Вот уже целый час сижу я с гусиным пером в руке. Чернила десять раз высыхали на его кончике. Никогда прежде я этим не занималась. Писать? Не писать? О чем? И как?

Я убита горем и опустошена. Для собственного утешения и чтобы хоть как-то заполнить свою жизнь, буду вести эти записи. Стану ли писать регулярно? Да, я их закончу! Но прочту ли их когда-нибудь Одиссею? Уф! Этой болезнью я заразилась от него: делить ничто на множество частей!

С сегодняшнего дня передо мною раскрывается новый мир. Творцом этого мира и его вождем буду я одна. Писать-то каждый может, действовать куда труднее.

Оставил он меня, молодую женщину, с капризным ребенком на руках. И даже не поцеловал, чтобы не показать-де слабость перед низшими. Да он и дома меня никогда не целовал! Всегда прямехонько к делу. Стоя на носу отчаливающего корабля, махнул мне своей волосатой ручищей, отвернувшись в другую сторону. Кто-кто, а уж он-то знает женщин! Высокий и черный, словно каменные дубы на горе Петалейко, босой, с голыми руками, он заполнял собою небо и морской простор. Казалось, будто небесный купол вместе с солнцем и духами держится на его мощной шее! Он весь утопал в рыжей бороде и нестриженых волосах, в густых бровях. А громовые раскаты голоса вырывались из его груди, подобно звону меди из пещеры Корибантов.

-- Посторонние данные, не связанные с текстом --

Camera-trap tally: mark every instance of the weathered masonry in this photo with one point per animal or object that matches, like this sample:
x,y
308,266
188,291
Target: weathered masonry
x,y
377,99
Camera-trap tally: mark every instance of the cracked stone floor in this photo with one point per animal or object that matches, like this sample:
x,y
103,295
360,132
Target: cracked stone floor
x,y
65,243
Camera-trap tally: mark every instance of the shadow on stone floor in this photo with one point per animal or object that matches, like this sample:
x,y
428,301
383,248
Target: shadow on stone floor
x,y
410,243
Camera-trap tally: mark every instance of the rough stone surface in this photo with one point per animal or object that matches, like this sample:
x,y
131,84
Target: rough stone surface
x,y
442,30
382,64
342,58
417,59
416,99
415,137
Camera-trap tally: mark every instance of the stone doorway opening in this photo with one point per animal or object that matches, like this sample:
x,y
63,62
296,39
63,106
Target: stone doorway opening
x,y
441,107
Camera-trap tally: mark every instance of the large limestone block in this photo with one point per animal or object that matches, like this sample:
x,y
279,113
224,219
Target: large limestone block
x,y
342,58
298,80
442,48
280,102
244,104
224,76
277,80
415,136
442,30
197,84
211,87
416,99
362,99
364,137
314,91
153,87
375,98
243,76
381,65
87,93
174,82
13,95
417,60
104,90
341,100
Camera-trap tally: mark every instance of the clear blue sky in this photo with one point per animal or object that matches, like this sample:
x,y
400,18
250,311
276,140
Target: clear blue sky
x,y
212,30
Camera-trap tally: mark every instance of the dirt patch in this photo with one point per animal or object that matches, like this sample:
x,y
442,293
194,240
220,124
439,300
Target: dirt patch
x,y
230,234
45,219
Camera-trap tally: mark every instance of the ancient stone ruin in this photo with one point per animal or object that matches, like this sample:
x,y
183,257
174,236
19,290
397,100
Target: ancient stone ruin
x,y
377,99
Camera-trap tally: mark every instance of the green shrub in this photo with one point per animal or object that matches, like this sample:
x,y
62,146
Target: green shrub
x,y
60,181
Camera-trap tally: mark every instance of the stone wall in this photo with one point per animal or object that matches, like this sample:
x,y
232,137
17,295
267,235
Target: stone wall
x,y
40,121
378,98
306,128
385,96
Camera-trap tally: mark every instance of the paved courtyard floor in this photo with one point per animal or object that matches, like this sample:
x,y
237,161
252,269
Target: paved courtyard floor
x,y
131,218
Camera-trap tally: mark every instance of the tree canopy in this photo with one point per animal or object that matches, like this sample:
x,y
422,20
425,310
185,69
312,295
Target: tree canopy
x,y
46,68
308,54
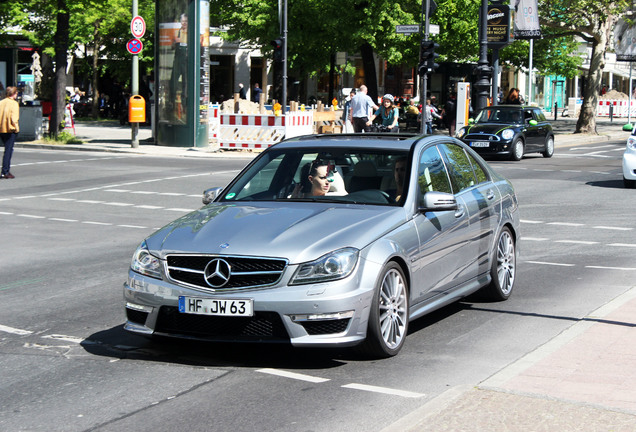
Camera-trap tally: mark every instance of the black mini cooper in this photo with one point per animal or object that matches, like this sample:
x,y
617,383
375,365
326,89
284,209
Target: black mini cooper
x,y
509,130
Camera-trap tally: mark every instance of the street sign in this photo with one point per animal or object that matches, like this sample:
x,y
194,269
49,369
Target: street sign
x,y
134,46
138,27
407,29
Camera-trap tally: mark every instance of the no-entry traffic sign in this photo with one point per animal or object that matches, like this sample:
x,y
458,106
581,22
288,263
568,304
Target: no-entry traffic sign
x,y
134,46
138,26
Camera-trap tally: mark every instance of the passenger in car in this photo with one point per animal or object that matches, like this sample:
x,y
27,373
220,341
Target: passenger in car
x,y
314,180
399,173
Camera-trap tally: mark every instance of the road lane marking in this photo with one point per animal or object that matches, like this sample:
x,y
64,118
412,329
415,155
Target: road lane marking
x,y
383,390
613,228
553,264
576,242
13,330
292,375
31,216
612,268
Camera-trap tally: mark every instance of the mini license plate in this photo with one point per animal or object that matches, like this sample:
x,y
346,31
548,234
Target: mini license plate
x,y
219,307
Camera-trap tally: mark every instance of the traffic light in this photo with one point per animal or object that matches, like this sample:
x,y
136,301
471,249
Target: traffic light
x,y
278,49
429,55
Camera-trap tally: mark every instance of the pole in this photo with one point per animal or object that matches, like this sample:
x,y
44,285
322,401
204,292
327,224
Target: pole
x,y
530,72
495,76
426,5
483,70
284,95
134,127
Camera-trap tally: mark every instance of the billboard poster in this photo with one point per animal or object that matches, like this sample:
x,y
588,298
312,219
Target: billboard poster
x,y
526,20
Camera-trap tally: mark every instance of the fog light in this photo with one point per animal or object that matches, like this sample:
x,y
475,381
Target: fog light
x,y
140,308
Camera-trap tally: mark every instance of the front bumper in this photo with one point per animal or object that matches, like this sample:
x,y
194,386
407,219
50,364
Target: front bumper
x,y
629,166
326,314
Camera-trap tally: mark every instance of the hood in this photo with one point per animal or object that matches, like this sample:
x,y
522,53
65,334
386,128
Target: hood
x,y
299,232
488,128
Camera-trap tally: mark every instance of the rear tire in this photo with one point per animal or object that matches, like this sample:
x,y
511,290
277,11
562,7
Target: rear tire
x,y
388,319
516,151
503,269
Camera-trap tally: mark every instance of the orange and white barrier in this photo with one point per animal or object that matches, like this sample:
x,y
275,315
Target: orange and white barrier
x,y
258,131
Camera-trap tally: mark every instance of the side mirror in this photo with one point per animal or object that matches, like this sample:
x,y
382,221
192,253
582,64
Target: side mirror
x,y
210,195
438,201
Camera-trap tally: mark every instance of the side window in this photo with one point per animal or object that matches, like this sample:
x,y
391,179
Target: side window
x,y
539,115
479,171
459,167
431,173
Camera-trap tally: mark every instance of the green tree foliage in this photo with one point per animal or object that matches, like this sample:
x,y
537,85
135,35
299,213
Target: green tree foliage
x,y
593,21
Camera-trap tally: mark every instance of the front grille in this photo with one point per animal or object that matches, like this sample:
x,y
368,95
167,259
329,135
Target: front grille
x,y
326,326
138,317
262,327
481,137
246,272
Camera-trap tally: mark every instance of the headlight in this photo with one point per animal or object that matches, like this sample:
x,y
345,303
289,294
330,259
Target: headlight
x,y
145,263
507,134
335,265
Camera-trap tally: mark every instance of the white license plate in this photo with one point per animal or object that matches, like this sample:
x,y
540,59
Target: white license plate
x,y
221,307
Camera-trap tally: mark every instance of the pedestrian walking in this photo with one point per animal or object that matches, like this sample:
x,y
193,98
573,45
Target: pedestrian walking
x,y
9,128
450,113
360,106
256,93
346,117
242,91
430,112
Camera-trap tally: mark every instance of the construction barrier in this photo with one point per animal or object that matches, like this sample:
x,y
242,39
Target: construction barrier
x,y
620,108
258,131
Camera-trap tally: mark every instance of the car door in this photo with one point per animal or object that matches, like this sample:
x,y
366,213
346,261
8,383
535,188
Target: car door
x,y
444,251
533,136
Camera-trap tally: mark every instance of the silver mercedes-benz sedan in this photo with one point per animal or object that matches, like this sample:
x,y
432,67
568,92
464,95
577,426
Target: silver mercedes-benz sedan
x,y
332,241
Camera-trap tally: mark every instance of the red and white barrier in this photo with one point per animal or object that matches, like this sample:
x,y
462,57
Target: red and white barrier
x,y
620,108
258,131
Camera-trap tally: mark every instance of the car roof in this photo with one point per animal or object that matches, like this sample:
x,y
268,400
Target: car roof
x,y
380,141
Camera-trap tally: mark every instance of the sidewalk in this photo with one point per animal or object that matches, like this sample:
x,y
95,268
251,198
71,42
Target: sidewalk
x,y
111,137
583,380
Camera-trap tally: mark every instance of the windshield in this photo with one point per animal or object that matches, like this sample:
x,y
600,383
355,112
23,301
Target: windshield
x,y
505,116
336,175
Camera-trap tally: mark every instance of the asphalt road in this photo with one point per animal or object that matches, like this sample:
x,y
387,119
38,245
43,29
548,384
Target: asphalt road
x,y
69,225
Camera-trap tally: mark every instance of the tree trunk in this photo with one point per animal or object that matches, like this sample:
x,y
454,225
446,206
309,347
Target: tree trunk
x,y
95,78
368,63
587,117
61,49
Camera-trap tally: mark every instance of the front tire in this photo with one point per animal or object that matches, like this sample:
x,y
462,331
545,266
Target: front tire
x,y
388,319
549,147
504,267
516,152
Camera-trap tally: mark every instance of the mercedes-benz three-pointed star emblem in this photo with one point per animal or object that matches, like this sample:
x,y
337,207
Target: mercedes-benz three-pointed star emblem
x,y
217,273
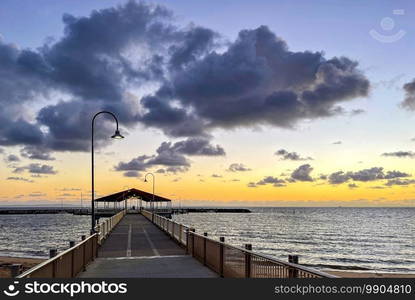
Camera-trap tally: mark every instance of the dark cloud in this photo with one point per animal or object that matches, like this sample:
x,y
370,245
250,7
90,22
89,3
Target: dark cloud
x,y
238,167
131,174
136,164
69,189
193,146
409,101
38,153
404,182
400,154
356,112
19,179
172,156
365,175
285,155
37,194
12,158
40,169
302,173
36,169
338,177
251,184
271,180
177,169
203,83
257,80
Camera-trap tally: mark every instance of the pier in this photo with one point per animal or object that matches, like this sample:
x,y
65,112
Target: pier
x,y
144,244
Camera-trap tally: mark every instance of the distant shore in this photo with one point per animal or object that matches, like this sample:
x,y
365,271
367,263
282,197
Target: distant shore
x,y
31,262
369,274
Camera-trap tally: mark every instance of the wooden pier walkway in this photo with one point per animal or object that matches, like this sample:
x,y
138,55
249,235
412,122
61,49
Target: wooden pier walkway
x,y
137,248
147,245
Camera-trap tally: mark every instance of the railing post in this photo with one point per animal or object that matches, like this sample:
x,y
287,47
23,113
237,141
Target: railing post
x,y
72,244
193,241
292,272
248,260
83,254
15,270
204,248
92,248
53,253
221,255
172,230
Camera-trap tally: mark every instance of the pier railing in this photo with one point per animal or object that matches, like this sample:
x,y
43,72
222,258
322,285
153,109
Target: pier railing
x,y
228,260
74,260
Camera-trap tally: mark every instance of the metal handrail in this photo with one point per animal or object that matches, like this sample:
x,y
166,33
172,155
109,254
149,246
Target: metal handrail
x,y
268,257
101,233
55,258
149,216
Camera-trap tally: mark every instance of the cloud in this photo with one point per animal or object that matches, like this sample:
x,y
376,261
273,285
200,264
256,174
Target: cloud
x,y
302,173
251,185
33,152
409,101
392,182
257,80
37,194
352,185
131,174
356,112
172,155
365,175
69,189
285,155
198,83
271,180
136,164
19,179
238,167
36,169
400,154
338,177
12,158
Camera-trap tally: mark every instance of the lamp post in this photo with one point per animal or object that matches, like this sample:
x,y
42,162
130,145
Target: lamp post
x,y
154,180
116,135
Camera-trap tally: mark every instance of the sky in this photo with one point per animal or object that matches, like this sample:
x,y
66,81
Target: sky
x,y
228,103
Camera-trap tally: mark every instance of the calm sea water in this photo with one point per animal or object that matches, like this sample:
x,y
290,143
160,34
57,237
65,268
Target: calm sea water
x,y
34,235
381,239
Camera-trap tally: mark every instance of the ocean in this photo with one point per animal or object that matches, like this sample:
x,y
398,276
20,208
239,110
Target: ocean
x,y
361,239
34,235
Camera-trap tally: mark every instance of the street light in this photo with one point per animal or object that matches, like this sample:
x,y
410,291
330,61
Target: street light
x,y
154,180
116,135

Его называли «грозой людей». Но особенно страшным был он сегодня, когда его обнимало и уносило с собою великое солнце.

О Весна, никогда еще не была ты столь сладостной. Даже в тот день, когда я впервые сказала ему «да», а он так стиснул мою девичью ручку своей лапищей, что я вскрикнула от боли! И никогда прежде не горели так мои щеки, не подгибались колени, как сегодня, когда он не прикоснулся ко мне, не поговорил со мной, даже не взглянул на меня!

Благоухали в садах и на изгородях гиацинты и душистый горошек, а на обрыве — сосны, бессмертники, чабрец и душица. Благоухало море, когда его волны вскипали под веслами и килями кораблей. Благоухали морские водоросли и песок, вздымаемые тросами и цепями. Благоухали новые корабли смолой, дегтем и свежей краской. И все же более опьяняюще благоухали в моей памяти его потные ножищи, запах его любви!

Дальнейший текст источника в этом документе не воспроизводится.